The paper presents a new local modeling-based algorithm for radio mapping that reduces blurring, effectively separates signals from contaminants, and does not require data regridding or specific grid layouts.

Findings

Reduces point source blurring by up to 40%.

Effectively separates astronomical signals from RFI and drift.

Compatible with multiple observations and arbitrary pixel densities.

Abstract

We present a single-dish mapping algorithm with a number of advantages over traditional techniques. (1) Our algorithm makes use of weighted modeling, instead of weighted averaging, to interpolate between signal measurements. This smooths the data, but without blurring the data beyond instrumental resolution.

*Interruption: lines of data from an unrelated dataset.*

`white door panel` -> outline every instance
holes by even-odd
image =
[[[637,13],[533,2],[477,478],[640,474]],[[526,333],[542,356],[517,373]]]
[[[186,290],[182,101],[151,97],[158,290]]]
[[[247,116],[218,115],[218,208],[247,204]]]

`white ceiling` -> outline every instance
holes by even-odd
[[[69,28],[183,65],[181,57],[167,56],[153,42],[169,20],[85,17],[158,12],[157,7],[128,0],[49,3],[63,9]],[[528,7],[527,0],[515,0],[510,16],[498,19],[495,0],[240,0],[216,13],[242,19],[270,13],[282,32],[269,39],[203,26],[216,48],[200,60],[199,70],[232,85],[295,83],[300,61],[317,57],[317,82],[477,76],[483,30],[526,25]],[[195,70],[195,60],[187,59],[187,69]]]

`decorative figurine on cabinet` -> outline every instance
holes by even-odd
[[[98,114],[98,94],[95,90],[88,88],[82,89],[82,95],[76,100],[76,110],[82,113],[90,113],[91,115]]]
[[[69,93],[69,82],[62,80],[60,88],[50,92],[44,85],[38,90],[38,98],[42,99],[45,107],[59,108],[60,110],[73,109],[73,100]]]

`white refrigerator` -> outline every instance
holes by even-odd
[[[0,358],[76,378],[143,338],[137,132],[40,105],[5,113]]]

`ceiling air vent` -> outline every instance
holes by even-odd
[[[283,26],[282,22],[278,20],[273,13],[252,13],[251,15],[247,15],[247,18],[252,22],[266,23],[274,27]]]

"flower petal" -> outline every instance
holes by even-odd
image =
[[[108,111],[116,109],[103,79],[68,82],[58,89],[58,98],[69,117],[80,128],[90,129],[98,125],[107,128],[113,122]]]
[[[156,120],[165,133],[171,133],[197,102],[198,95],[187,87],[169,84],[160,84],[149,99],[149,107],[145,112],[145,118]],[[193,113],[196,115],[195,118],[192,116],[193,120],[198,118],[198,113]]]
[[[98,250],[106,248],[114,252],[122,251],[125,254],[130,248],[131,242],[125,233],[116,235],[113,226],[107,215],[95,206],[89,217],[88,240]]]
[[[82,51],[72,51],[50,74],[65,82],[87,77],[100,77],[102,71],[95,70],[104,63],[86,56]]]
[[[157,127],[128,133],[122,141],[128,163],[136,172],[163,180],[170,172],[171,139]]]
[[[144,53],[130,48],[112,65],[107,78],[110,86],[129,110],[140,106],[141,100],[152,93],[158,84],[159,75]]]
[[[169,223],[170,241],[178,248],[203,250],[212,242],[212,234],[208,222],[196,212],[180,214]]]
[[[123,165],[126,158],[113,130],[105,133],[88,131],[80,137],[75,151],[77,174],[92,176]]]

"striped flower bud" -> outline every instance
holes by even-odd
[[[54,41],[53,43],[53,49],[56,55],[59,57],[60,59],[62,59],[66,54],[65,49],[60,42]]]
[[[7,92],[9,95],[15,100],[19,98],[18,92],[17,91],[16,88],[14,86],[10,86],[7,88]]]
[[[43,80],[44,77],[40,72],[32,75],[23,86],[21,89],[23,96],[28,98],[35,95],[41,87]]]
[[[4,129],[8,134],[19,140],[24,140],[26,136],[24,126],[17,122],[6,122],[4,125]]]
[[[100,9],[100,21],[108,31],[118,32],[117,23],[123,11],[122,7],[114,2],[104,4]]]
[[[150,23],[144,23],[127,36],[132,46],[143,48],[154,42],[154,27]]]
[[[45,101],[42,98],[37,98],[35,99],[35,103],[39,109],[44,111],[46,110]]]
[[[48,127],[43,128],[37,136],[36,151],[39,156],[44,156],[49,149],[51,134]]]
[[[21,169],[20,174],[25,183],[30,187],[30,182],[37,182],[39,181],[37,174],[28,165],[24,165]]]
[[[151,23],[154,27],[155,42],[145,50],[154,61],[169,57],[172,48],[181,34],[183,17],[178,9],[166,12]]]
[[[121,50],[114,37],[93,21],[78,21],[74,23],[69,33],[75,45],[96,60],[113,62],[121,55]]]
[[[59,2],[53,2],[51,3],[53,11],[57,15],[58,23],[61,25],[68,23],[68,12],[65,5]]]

Techniques that rely on weighted averaging blur point sources sometimes as much as 40%. (2) Our algorithm makes use of local, instead of global, modeling to separate astronomical signal from instrumental and/or environmental signal drift along the telescope's scans. Other techniques, such as basket weaving, model this drift with simple functional forms (linear, quadratic, etc.) across the entirety of scans, limiting their ability to remove such contaminants. (3) Our algorithm makes use of a similar, local modeling technique to separate astronomical signal from radio-frequency interference (RFI), even if only continuum data are available. (4) Unlike other techniques, our algorithm does not require data to be collected on a rectangular grid or regridded before processing. (5) Data from any number of observations, overlapping or not, may be appended and processed together. (6) Any pixel density may be selected for the final image. We present our algorithm, and evaluate it using both simulated and real data. We are integrating it into the image-processing library of the Skynet Robotic Telescope Network, which includes optical telescopes spanning four continents, and now also Green Bank Observatory's 20-meter diameter radio telescope in West Virginia. Skynet serves hundreds of professional users, and additionally tens of thousands of students, of all ages. Default data products are generated on the fly, but will soon be customizable after the fact.